Colocadas essas coordenadas numa lista, sobrariam três ou quatro nomes – e Albino Luciani era o mais notável deles. No conclave daquele mesmo ano, anotara o nome dele entre os ‘papáveis’ com chances depois dos três primeiros escrutínios, quando as forças de cada grupo seriam contadas, pesadas, divididas e, finalmente, somadas.

No quarto escrutínio daquele dia, a fumaça saíra branca -estranhamente branca-, logo ficara preta, depois clareara novamente: nunca se deve descrer de uma velha chaminé. Lembrava o rosto redondo de Pericle Felici, rindo à toa para anunciar o nome de Albino Luciani. E foi um impacto: apareceu na sacada de São Pedro uma espécie de tio que todos temos em algum lugar, um homem que sorria porque, para ele, a vida em si é uma dádiva.

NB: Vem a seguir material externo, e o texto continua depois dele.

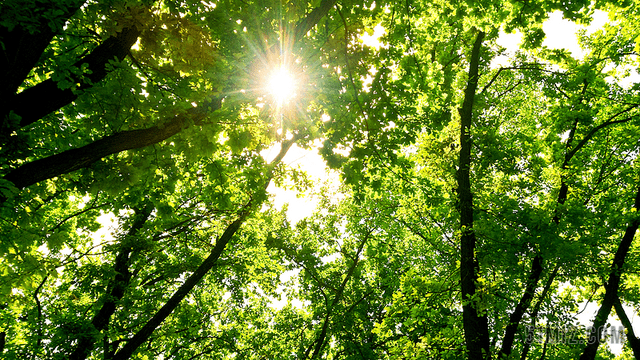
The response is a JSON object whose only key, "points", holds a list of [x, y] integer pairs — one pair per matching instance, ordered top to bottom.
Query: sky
{"points": [[560, 34]]}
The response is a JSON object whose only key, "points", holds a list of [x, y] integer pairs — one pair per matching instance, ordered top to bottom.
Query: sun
{"points": [[282, 85]]}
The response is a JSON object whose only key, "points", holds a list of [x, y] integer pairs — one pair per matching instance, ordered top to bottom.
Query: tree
{"points": [[479, 204]]}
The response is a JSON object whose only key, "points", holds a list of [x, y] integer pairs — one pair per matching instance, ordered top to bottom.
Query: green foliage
{"points": [[375, 272]]}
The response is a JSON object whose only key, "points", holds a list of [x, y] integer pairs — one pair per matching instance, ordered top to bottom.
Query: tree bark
{"points": [[22, 48], [49, 97], [74, 159], [192, 281], [116, 288], [611, 288], [521, 308], [476, 329], [634, 342]]}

O novo papa havia sido um achado dos cardeais que sentiram a barra pesada demais para entregar o governo da igreja a um dos grupos e, na dúvida, optaram pelo bom senso, pelo óbvio. Eu havia conhecido Albino Luciani quatro anos antes, em Veneza. Fazia frio, entrara na basílica de São Marcos para fugir da chuva e, lá dentro, encontrara um padre que conversava com alguns fiéis, concentrados nas primeiras filas. Era conversa mesmo, e não um sermão, pois logo aquele padre perguntou de onde eu era e o que fazia. Tinha o jeito de parente mais velho, curioso de saber como vai a família. Logo identifiquei naquele padre o patriarca de Veneza e aproveitei a ocasião para exercer a minha profissão. Entre as perguntas que lhe fiz, a mais impiedosa foi sobre Roma, o que ele achava de Roma, ou seja, da Cúria, da remota possibilidade de um dia chegar a papa.

O cardeal Luciani respondeu com o sorriso que mais tarde iluminaria o mundo: ‘Meu filho, eu sou um padre que gosta de batizar crianças’. Por mais que pareça anedótico, ali estava todo um programa de pontificado, um pontificado que começaria naquele sábado, 26 de agosto. Roma tem seus segredos. Pode ser que alguns dignitários romanos tenham desaprendido como se batiza uma criança, mas aprenderam, por gosto ou necessidade, todos os trancos de uma administração que, além das responsabilidades inerentes a qualquer administração humana, tem o encargo de conduzir o patrimônio espiritual, a herança sobrenatural de milhões de seres humanos.

Esses trancos, que amarguraram até quase ao desânimo os últimos anos de Paulo 6º, seriam pesados para aquele bom homem de origem aldeã, que gostava de citar Pinochio e Tom Sawyer, um homem que não era exatamente deste mundo, pertencendo talvez ao universo mágico e encantado dos mitos afetivos que cultuamos desde a infância. O sorriso de João Paulo 1º durou o espaço de 33 dias -muito para um recado, pouquíssimo para um pontificado.’